The manufactured housing industry is launching a drive to kill a bill that’d let Iowa cities pass ordinances that require storm shelters at mobile home parks. Lori Morrissey is with Story County Management, and says she says people get afraid during storms. "Being an emergency manager and when I used to work with the sheriff’s department from residents saying, ‘Where do I go? There’s a tornado warning right now and I have no where to go,’" Morrissey says.

Morrissey says a mobile home just isn’t a safe place to be in a tornado. Of the 3,000 people in Story County who live in a mobile home, Morrissey estimates a "small, small fraction" live near a decent storm shelter. "A lot of ’em just end up, you know, in the bathtub of their manufactured home," she says.

Joe Kelly, a lobbyist for the manufactured housing industry, says legislators are "picking" on the owners of mobile home parks. "Just to pick on us and say ‘This industry, you know, should have it. We’re not worried about nursing homes without basements. We’re not worried about houses on (concrete) slabs. We’re not worried about apartments without basements. We’re not worried about workplaces that are inadequate,’" Kelly says. "It’s a big problem, but I just don’t think we’re the totality of it."

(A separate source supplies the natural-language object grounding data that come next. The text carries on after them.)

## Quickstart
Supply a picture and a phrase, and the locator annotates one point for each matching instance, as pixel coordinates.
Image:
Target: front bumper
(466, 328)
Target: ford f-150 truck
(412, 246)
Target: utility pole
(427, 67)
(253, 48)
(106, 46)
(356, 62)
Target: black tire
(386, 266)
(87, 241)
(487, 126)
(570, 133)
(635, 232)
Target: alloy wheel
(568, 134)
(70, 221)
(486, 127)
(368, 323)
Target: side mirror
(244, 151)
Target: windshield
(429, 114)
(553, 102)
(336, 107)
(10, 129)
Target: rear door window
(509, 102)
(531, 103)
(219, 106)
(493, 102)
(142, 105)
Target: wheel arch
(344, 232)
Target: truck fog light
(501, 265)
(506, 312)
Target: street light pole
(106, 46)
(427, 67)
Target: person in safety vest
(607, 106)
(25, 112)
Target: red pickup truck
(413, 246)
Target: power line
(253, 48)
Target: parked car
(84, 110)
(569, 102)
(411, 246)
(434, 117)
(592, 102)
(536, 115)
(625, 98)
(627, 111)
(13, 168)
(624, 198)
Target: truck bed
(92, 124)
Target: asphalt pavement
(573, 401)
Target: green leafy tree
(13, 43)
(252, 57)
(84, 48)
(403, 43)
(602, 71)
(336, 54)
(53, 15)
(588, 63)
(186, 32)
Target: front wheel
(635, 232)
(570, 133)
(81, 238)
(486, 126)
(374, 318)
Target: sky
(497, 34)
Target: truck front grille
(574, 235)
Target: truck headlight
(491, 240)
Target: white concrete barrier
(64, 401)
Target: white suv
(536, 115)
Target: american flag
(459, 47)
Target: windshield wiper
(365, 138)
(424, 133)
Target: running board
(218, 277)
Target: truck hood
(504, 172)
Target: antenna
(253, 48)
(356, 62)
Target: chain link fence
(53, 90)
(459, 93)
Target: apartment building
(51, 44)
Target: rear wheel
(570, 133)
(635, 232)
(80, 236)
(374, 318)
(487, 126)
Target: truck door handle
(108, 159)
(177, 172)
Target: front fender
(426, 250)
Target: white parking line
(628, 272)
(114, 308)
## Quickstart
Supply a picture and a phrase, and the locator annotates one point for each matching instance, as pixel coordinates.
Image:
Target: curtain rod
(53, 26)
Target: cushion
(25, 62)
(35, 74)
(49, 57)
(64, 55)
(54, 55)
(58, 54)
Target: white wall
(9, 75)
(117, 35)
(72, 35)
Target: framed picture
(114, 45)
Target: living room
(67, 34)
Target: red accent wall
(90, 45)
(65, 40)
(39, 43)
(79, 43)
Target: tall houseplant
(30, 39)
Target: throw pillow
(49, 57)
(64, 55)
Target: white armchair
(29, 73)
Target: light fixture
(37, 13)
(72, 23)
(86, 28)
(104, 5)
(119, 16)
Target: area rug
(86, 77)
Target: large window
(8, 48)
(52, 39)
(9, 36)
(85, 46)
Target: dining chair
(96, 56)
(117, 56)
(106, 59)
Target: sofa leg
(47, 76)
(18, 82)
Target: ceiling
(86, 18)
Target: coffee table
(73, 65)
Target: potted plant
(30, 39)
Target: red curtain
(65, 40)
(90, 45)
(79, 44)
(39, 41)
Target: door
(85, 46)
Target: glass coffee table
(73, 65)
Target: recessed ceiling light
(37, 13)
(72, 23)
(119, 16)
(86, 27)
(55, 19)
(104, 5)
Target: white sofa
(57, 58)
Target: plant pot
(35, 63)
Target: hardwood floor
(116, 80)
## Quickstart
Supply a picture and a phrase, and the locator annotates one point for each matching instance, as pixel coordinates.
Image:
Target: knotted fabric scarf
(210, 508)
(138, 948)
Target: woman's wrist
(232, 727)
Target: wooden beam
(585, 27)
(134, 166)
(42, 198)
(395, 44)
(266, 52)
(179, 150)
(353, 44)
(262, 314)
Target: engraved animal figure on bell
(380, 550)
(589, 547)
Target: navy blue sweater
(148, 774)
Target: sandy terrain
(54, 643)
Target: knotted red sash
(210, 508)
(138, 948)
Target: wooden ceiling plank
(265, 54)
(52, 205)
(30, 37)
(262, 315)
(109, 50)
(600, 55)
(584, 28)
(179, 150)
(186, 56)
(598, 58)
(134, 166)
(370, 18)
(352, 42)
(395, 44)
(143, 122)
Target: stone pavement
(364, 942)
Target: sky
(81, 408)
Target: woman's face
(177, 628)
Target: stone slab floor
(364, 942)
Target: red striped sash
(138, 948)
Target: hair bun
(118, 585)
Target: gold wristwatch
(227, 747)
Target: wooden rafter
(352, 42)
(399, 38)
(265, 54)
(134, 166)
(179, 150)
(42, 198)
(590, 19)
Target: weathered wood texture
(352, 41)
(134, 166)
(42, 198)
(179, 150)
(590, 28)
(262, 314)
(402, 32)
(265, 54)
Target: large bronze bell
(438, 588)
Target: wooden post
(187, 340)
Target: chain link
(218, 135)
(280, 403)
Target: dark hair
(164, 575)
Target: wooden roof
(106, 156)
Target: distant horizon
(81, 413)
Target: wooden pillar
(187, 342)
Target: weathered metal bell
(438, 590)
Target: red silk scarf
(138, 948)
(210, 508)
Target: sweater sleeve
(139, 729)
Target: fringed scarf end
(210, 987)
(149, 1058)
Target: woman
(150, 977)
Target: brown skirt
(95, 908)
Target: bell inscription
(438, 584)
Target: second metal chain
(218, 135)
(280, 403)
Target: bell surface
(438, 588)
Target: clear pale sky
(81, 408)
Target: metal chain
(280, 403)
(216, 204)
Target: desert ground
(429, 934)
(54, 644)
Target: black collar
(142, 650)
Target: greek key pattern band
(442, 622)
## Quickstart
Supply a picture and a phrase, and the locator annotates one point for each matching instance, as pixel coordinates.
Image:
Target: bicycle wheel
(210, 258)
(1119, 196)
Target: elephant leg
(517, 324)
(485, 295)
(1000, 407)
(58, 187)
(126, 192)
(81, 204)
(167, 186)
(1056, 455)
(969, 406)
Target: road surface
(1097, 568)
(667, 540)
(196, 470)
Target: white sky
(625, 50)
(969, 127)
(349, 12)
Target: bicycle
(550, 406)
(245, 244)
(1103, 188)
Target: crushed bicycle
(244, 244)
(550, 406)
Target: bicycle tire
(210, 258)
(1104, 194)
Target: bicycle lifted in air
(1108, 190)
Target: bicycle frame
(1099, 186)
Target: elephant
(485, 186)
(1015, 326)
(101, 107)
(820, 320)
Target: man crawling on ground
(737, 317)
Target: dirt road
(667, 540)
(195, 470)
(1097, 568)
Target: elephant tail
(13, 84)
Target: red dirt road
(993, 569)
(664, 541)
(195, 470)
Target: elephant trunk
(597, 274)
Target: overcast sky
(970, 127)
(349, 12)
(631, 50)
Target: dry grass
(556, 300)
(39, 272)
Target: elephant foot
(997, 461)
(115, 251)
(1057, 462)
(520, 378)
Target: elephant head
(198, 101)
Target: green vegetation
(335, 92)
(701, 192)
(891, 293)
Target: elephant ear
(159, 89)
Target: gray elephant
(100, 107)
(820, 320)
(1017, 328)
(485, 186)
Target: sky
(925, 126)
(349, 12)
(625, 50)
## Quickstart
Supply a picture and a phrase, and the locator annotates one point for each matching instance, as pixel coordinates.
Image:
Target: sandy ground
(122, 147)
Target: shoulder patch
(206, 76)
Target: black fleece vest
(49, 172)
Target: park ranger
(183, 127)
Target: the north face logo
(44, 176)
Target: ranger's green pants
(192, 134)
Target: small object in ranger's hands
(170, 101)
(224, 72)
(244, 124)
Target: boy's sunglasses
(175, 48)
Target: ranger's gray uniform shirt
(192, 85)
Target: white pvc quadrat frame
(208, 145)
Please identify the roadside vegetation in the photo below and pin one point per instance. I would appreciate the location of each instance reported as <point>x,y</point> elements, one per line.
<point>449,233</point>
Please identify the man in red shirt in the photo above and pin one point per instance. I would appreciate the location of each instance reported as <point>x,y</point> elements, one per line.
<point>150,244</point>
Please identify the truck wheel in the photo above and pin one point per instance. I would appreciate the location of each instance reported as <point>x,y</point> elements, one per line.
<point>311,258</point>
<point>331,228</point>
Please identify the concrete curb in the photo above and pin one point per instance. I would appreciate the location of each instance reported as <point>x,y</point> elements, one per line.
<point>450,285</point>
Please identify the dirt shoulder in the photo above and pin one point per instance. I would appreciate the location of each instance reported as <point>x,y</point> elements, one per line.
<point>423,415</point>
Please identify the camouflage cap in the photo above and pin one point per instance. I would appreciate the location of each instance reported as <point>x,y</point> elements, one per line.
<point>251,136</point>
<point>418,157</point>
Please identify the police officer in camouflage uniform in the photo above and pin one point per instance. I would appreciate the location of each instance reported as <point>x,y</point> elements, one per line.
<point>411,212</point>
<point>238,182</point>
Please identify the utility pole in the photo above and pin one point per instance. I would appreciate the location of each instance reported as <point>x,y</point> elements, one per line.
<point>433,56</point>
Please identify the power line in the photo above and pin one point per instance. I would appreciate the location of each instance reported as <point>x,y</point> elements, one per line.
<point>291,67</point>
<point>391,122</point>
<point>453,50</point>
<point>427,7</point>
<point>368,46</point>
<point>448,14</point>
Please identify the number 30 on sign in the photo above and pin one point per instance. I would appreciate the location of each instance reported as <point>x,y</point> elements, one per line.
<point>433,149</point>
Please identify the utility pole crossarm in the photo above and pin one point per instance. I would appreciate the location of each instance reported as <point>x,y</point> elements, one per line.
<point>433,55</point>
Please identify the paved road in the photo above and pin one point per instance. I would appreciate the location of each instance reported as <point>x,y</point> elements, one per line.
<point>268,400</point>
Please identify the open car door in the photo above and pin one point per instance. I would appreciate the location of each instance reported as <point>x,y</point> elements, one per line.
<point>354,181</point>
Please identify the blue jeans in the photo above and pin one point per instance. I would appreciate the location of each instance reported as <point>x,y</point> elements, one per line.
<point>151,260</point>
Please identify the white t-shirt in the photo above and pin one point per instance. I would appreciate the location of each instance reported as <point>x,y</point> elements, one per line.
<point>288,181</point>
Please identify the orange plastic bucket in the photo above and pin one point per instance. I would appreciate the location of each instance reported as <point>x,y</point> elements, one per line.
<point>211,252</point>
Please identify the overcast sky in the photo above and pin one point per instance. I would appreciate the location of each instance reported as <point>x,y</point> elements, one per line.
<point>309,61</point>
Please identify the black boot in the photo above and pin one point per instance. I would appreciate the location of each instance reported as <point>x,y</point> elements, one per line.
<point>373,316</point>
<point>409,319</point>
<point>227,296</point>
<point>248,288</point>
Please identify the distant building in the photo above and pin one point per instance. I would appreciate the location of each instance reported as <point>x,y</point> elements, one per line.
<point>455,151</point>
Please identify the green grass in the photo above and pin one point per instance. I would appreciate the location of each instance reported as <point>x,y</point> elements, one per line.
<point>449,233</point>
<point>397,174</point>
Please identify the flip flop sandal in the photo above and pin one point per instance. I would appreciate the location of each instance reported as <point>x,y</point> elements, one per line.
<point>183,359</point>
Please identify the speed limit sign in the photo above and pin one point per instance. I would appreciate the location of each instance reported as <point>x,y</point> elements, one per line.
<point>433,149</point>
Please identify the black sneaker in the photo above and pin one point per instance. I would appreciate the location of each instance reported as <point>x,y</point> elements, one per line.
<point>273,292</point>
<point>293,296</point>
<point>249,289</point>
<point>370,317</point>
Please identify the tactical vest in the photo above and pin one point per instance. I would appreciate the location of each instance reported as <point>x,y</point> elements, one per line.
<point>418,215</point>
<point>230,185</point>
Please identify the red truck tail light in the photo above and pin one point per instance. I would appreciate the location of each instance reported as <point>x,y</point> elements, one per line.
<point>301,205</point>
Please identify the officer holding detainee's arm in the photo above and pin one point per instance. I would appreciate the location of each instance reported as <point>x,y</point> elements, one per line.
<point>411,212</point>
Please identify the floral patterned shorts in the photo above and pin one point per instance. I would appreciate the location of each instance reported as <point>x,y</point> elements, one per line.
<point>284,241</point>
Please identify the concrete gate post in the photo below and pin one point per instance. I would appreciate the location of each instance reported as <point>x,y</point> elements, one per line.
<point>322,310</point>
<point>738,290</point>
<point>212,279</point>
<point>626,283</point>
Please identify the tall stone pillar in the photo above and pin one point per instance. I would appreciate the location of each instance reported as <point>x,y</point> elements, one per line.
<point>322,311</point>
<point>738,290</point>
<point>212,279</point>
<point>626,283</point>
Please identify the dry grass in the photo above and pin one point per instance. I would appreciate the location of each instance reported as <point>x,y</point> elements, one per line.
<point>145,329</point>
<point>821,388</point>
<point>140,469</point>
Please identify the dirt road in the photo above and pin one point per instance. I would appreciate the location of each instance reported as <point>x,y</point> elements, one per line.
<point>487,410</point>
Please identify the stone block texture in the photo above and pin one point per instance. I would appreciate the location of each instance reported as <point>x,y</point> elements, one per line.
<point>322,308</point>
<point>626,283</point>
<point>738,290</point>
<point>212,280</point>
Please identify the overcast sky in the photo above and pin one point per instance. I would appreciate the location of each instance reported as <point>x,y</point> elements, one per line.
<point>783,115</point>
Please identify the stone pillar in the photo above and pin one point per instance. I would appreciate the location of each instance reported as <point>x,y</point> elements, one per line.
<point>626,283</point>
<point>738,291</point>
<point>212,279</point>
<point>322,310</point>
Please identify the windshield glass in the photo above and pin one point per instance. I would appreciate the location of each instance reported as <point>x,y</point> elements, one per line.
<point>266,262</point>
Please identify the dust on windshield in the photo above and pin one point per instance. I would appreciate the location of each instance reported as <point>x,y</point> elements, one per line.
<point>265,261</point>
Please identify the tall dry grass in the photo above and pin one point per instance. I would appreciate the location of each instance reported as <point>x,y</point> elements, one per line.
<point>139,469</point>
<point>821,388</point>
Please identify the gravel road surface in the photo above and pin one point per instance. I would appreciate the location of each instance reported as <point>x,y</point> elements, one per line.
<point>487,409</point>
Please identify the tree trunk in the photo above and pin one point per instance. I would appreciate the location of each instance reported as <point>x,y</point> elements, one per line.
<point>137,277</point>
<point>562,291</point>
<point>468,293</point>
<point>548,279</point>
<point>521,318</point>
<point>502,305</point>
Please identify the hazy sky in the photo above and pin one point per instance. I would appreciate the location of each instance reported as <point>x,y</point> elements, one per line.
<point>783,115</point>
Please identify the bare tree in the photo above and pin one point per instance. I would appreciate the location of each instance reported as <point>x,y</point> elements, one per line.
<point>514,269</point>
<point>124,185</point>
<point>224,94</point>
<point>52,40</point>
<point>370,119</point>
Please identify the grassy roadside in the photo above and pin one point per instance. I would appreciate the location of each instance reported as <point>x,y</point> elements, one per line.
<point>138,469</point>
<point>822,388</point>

Kelly says he doesn’t want to leave the impression death by tornado is anything but tragic. However, Kelly says there aren’t enough storm-related deaths in Iowa to justify the expense of building storm shelters for mobile home parks.

"You look at the risk/reward situation," Kelly says. "Charles City, 1968. I don’t know how many people died in tornadoes there. (Charles City) went almost 40 years without (another tornado-related) death my research shows." Under current Iowa law, county officials are allowed to require tornado shelters. Safety advocates want that authority extended to city officials.